L'été dernier, Jihad Juma — un employé du zoo de Rafah, qui se trouve au sud-est de la bande de Gaza — nourrissait les animaux quand il a été touché par des éclats d'obus. Une demi-dizaine d'éclats l'a laissé boiteux, avec de larges cicatrices.

« Nous avons perdu de nombreux animaux, l'équivalent de 80 000 dollars, » explique Juma à VICE News. « Un singe, un chimpanzé, deux émus, un lion, un tigre, un perroquet, trois biches, un pélican, des dizaines d'oiseaux… Ils sont tous morts. La plupart a été tuée sur le coup mais d'autres sont morts de faim et du traumatisme des explosions. »

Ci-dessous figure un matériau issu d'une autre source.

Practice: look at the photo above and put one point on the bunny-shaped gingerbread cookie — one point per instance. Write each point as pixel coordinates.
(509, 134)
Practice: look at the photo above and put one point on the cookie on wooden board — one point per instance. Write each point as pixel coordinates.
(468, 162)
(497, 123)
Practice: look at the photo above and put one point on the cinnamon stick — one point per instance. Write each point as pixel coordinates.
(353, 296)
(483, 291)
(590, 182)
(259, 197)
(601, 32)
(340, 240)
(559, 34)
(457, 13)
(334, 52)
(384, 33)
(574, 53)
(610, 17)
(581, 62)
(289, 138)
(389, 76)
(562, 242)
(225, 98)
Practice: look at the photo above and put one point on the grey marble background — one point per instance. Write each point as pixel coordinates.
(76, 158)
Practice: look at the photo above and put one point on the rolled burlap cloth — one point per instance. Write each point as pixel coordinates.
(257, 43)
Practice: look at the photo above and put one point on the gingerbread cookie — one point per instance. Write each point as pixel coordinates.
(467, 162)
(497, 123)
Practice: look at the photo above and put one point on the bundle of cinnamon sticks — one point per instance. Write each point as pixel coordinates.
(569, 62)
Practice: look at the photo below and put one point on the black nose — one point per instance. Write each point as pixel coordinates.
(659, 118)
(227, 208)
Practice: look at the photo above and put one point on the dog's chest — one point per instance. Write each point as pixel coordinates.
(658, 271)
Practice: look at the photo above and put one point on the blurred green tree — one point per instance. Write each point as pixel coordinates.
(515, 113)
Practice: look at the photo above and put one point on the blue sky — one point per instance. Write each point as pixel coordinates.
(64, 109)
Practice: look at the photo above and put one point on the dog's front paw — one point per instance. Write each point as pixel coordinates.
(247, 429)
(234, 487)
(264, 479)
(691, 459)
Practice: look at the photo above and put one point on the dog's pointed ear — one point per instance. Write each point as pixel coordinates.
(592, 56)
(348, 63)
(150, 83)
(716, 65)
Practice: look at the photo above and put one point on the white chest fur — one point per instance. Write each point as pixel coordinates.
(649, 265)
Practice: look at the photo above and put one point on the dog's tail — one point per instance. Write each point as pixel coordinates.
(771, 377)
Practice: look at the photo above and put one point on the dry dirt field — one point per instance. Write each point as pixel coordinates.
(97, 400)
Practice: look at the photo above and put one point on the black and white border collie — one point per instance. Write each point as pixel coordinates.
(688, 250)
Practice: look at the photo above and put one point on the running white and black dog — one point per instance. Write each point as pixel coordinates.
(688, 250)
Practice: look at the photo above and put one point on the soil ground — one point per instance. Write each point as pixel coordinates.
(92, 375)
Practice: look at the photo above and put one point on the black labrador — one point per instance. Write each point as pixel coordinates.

Au cours de la dernière décennie, le zoo de Rafah dans le sud de la bande de Gaza s'est retrouvé à de multiples reprises coincé au beau milieu des combats entre les forces israéliennes et le Hamas. Des centaines d'animaux ont été tuées dans les combats et le zoo peine aujourd'hui à se financer. (Photo par Harriet Salem)

Ce n'est pas la première fois que le zoo se trouve coincé au milieu du conflit. Au cours de la dernière décennie, des centaines d'animaux exotiques de la ménagerie de Rafah ont été tuées par des offensives de l'armée israélienne.

En 2004, pendant l'Opération Arc-en-Ciel, des tanks israéliens ont détruit la ville de Rafah, dont le zoo qu'ils ont réduit en ruines, écrasant sur leur passage les tortues et les autres cages des animaux. « Au moment où le staff du zoo est arrivé sur place, il ne restait plus grand-chose. Juste de la poussière et des ruines, » raconte Jihad.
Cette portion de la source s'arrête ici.